Singapore (Vocus) May 4, 2010
The new face of advanced surgery will not bear an ugly scar, thanks to a new surgical technique offered at the National University Hospital (NUH), a tertiary medical, teaching and research facility here.
The technique, which promises a single incision of less than 2cm in diameter, involves a cut made on a patient's navel. With this cut, surgeons are able to insert a port through which a camera and other surgical tools can be used.
The best part is that there's virtually no visible post-operative scarring.
Introduced in March last year (2009), NUH has to date performed more than 120 surgeries across several disciplines using the new technique.
So far, patients who have benefitted included those with gall stones problems, stomach tumours, inflamed appendices and hernias.
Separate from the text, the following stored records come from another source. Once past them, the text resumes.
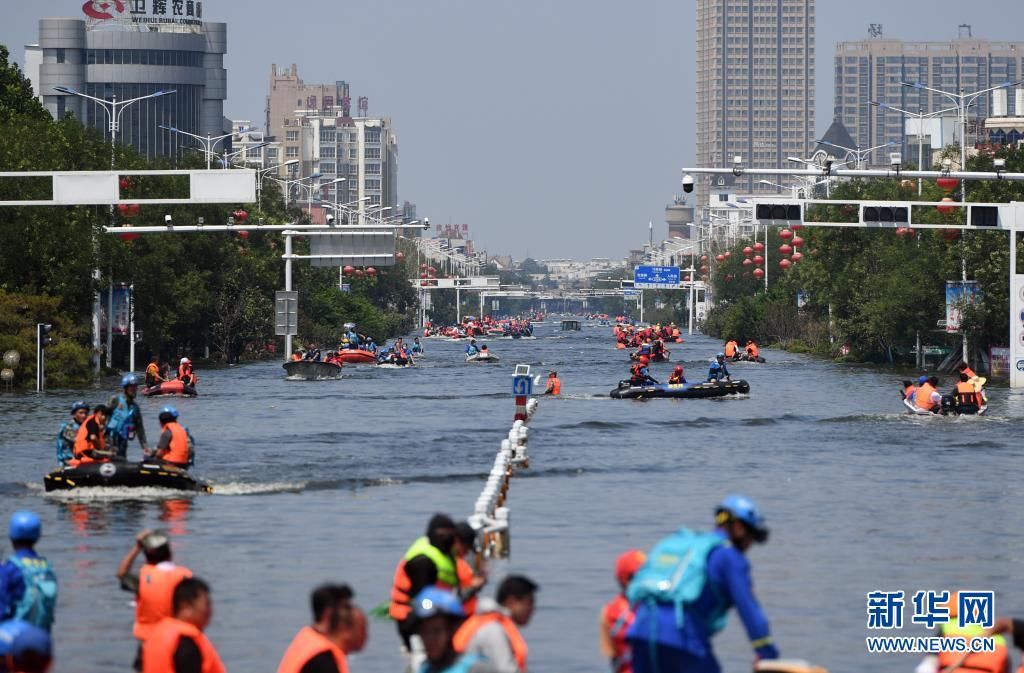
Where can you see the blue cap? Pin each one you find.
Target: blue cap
(26, 527)
(745, 510)
(433, 600)
(18, 638)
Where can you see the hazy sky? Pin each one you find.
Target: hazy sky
(553, 127)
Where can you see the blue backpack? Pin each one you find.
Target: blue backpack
(39, 602)
(676, 573)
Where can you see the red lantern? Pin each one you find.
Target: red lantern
(945, 210)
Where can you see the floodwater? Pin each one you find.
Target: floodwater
(333, 479)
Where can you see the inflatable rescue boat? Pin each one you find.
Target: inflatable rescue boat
(681, 390)
(307, 370)
(174, 388)
(131, 475)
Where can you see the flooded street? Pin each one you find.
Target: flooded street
(333, 479)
Gynaecological procedures such as ovarian cystectomy can also be performed using this technique.
From a medical perspective, the new technique is considered a step-up from conventional keyhole surgeries.
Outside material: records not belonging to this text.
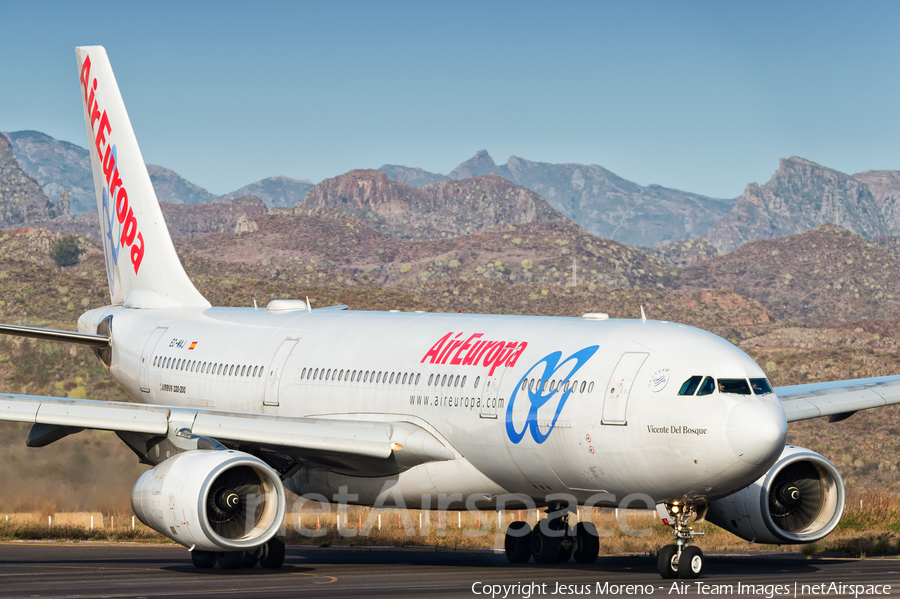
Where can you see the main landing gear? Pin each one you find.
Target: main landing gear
(552, 541)
(681, 560)
(270, 555)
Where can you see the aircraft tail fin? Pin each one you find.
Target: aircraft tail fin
(141, 262)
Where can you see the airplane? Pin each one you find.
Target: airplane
(437, 411)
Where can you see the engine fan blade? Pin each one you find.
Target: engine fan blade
(795, 498)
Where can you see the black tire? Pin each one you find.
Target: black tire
(587, 543)
(271, 555)
(249, 559)
(544, 548)
(566, 548)
(668, 561)
(231, 560)
(203, 560)
(517, 543)
(690, 565)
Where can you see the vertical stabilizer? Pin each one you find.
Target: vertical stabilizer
(141, 263)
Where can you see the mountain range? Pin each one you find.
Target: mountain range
(800, 196)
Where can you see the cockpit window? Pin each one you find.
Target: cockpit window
(708, 386)
(690, 385)
(736, 386)
(760, 386)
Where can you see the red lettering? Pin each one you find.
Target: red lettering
(122, 204)
(86, 77)
(515, 356)
(102, 130)
(472, 354)
(436, 348)
(116, 181)
(129, 229)
(457, 358)
(137, 252)
(493, 348)
(442, 359)
(95, 112)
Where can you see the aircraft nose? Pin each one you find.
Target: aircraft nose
(757, 430)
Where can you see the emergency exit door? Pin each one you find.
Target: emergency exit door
(276, 371)
(618, 389)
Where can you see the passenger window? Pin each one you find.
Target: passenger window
(707, 387)
(734, 386)
(760, 386)
(690, 385)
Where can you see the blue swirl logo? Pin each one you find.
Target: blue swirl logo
(538, 397)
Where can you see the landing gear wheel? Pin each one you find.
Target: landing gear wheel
(566, 547)
(203, 560)
(544, 548)
(691, 562)
(249, 559)
(668, 561)
(271, 555)
(587, 543)
(517, 543)
(231, 560)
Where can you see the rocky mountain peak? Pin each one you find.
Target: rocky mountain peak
(480, 164)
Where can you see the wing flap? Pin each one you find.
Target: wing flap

Dr Stephen Chang, a Consultant at NUH's Division of Hepatobiliary and Pancreatic Surgery, notes that this form of surgery requires far greater skills and is harder to perform, but adds that the surgeon's task is made easier because of Singapore's good medical infrastructure.
"I think this [new technique] is possible because we have well-equipped training facilities such as the Advanced Surgical Training Centre, which allows us to continuously develop our skills and expertise."
According to him, the "one cut" method of surgery appeals especially to self-conscious younger patients who are more concerned about the effect that permanent scarring may have on their bodies.
Aesthetics aside, there are also real practical advantages to the new technique.
Sir Davide Lomanto, Senior Consultant at the University Surgery Cluster and Director of NUH's Minimally Invasive Surgery Centre, explains: "We are now able to perform surgical procedures using just one 1.5 - 2cm incision. Previously, many procedures would have required between five and six holes of 5-10mm each."
What this translates to is less down time and less discomfort, which is good news for those with a low threshold for post-operative pain.
One patient who opted for the new procedure is administrative executive Maggie Yeo. Having endured a severe backache for several months, Ms Yeo discovered during an X-ray session that she had 10 stones in her gall bladder.
After doing some research and consulting her doctor, she decided to go for the single-incision surgery because of its no-scar appeal.
In her case, a needle suture was inserted through her abdominal wall to lift her gall bladder.
The surgeon made a cut on her navel, inserted a camera and two instruments - one to
dissect the gall bladder, and the other, to assist. The surgery was done in the morning and she was up and about a few hours after that. As for the pain, it was mild and lasted just a few days.
'I hardly felt any pain after the surgery. I was even talking to my friends immediately after!' said the 28-year-old.
Interest in the new surgical technique has been growing both within and outside of Singapore, says Dr Lomanto.
"Since this technique was first introduced here, we have been invited to speak and perform live surgeries in several hospitals in the Asia-Pacific region. Our surgical workshops have attracted dozens of international participants, and more such workshops are being planned in view of the positive feedback we received.”
He adds, "It is encouraging that Singapore's expertise and leadership in advanced surgical techniques are recognised regionally and internationally."
NUH is a major referral centre that delivers tertiary care for a wide range of medical and dental specialties including Cardiology, Gastroenterology & Hepatology, Obstetrics & Gynaecology, Oncology, Ophthalmology, Paediatrics and Orthopaedic Surgery. In 2004, the NUH became the first Singapore hospital to receive Joint Commission International (JCI) Accreditation, an international stamp for excellent clinical practices in patient care and safety.